The Life and Death of the Sun
MAT 259, 2016
For my final project I used data from my own research. I used the stellar evolution software MESA
to simulate a 1-dimensional model of a star with the same mass as the Sun from its birth to its death. I recorded the burning and mixing regions in the model, along with the mass, radius, wind rate, surface temperature, and the elemental abundances.
I wanted to show this as some sort of animation for two reasons: 1, that I am trying to convey a sense of evolution and time passing, and 2, there is a lot of data and the computer lags if it tries to display all of it at once.
After going through a couple more ideas, I settled on the visualization shown below where the mixing and burning regions are shown as rectangular boxes in mass coordinate from center on the right to surface on the left, and each timestep is laid along the y-axis.
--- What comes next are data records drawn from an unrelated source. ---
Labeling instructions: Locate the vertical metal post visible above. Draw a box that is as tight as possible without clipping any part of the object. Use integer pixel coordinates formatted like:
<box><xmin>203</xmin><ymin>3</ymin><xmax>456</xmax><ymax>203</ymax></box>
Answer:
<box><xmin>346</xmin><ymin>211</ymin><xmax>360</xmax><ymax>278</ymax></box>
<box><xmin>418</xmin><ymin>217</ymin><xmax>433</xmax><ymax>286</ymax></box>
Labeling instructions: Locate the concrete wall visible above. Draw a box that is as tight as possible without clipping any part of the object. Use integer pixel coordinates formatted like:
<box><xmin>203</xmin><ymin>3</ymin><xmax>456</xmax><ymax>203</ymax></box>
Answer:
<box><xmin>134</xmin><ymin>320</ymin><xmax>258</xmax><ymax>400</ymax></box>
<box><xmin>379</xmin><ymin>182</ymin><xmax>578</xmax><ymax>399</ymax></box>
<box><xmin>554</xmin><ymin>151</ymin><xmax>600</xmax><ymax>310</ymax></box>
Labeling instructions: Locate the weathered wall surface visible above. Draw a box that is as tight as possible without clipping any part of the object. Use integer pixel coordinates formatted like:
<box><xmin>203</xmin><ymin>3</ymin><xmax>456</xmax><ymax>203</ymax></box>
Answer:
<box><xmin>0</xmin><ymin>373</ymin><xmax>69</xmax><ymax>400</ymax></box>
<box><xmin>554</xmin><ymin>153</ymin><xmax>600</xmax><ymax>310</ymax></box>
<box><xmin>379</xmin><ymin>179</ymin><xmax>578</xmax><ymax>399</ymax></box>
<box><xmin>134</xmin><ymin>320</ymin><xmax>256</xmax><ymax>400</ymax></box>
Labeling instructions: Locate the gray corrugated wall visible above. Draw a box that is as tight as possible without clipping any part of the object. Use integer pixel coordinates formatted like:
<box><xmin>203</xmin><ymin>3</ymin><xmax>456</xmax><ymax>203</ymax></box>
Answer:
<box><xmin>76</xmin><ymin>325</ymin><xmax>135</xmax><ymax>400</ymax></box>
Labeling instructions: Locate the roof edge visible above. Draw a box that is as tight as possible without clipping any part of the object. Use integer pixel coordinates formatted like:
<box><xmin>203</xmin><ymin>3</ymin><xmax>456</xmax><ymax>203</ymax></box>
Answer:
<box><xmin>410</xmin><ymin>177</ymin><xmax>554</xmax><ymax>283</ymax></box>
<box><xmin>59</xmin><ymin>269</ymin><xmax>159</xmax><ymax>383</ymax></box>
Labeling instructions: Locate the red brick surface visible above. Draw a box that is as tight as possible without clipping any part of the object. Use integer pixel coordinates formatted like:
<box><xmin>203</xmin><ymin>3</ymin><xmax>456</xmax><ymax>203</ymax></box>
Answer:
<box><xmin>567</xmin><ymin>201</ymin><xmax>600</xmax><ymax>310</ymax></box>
Since not all the data can fit in the visualization at one time without significant lag, I have the boxes moving towards the viewer and only render 200 timesteps at a time. The surface is capped by a yellow square to show the mass of the model as its changes through its evolution.
I also have a sphere that sits above the boxes and changes its radius based of the radius of the model, and the surface temperature of the model is roughly mapped to the color of the sphere. There are tick marks to show the scale of the radius of the model.
I moved the elemental abundance cylinders into 2D bars on the HUD but work essentially the same. The wind rate to background color is also the same.
There is also the option to pause the animation with the spacebar and can be speed up and down with the right and left arrow keys. The HUD can also be toggled by pressing 'h'.
The visualization is a fun and engaging way to show people how a star like the Sun evolves through its life-cycle. I went through a lengthy process to try to figure out the most important data to show and the best way to show it, not all of which is covered here. I recieved helpful feedback from the professor and from my peers in the class, which was important as the data (and what it represents) is so familiar to me, I needed an outside perpective as to how others view and understand my project. All in all, I am happy with the way it turned out.